As IDOT Postpones Illiana Vote, Planners Say the Region Doesn’t Need It

Illiana expressway: jobs will shift from urbanized counties around Chicago to Will County & Indiana
IDOT's own analysis shows that if the Illiana highway were built, 5,000 jobs would move from the urbanized area of Chicagoland (green areas lose jobs) to Indiana (red areas gain jobs).

Illinois Department of Transportation Secretary Ann Schneider has pushed back a crucial vote about the Illiana Expressway a week to October 17. The vote by the Chicago Metropolitan Agency for Planning policy committee will decide if building 47 miles of tolled highway south of the urbanized areas of Chicagoland and into Indiana can proceed.

If the committee votes against including the Illiana in the GO TO 2040 regional plan, federal regulations prevent IDOT from proceeding with this version of the project. The CMAP board will vote first, on October 9, and while that vote is only advisory, it could influence members of the policy committee. Members of the policy committee include the heads of IDOT, the Chicago Department of Transportation, Chicago Transit Authority, Metra, Pace, the Union Pacific railroad, and Illinois Tollway, as well as representatives from two businesses and all seven counties in the CMAP planning region.

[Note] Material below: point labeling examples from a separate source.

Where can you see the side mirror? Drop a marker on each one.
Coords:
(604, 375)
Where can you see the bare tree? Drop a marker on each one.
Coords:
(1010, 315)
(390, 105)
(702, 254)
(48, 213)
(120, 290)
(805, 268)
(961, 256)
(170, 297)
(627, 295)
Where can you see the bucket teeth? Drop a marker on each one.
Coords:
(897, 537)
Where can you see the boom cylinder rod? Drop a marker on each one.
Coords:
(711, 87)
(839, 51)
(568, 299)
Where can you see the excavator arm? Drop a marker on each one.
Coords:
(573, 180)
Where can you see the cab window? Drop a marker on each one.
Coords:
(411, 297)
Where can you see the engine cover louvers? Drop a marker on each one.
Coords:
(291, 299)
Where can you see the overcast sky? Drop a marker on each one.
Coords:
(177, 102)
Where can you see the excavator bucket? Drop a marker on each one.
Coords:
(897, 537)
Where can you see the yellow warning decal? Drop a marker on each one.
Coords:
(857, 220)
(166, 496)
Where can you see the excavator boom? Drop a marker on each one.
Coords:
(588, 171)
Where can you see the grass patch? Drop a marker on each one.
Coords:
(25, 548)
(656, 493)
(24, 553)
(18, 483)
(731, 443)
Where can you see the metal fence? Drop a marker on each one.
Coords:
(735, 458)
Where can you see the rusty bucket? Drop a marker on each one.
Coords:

Crain’s Greg Hinz suspects Schneider’s vote delay is to give project boosters more time “to recover from an adverse board vote,” but an IDOT spokesperson said it was because not all committee members could attend the October 9 meeting.

As expected, CMAP staff, charged with shepherding the GO TO 2040 regional plan’s goal of prioritizing transportation and infrastructure investments in already-developed areas, published a new report today [PDF] that recommends against including the Illiana Expressway. The report calls the project “broadly incompatible with the overall goals and recommendations of GO TO 2040.” The report says that an “Illiana Corridor” project was excluded from the plan because of uncertain financing and no cost estimate. “Both these concerns are still quite real and must be addressed,” staff write, adding that “public information about the project’s funding has not improve substantially” since the plan’s adoption in 2010.

A wide range of organizations, public officials, and media outlets have come out to oppose the project, including Metropolitan Planning Council, Cook County President Toni Preckwinkle, and the Chicago Tribune, all of whom recognize that the Illiana will not add jobs to the region but suck them away to Indiana. During the 32-day comment period, CMAP received 169 comments supporting the project and 796 opposing it. The Chicago Tribune summarized the project: “For [Governor] Quinn, road construction is less about moving vehicles from Point A to Point B than about creating jobs (and cutting ribbons).”

Shutting down the project will also shield taxpayers from IDOT’s risky public-private partnership funding scheme. The CMAP report said that a “significant public contribution” of between $440 million and over $1 billion would be needed to attract private investment to the new highway.

Building the Illiana Expressway would take away funding from projects in already developed areas, with greater economic and transportation benefits, that have already earned spots in the region’s plan for the future.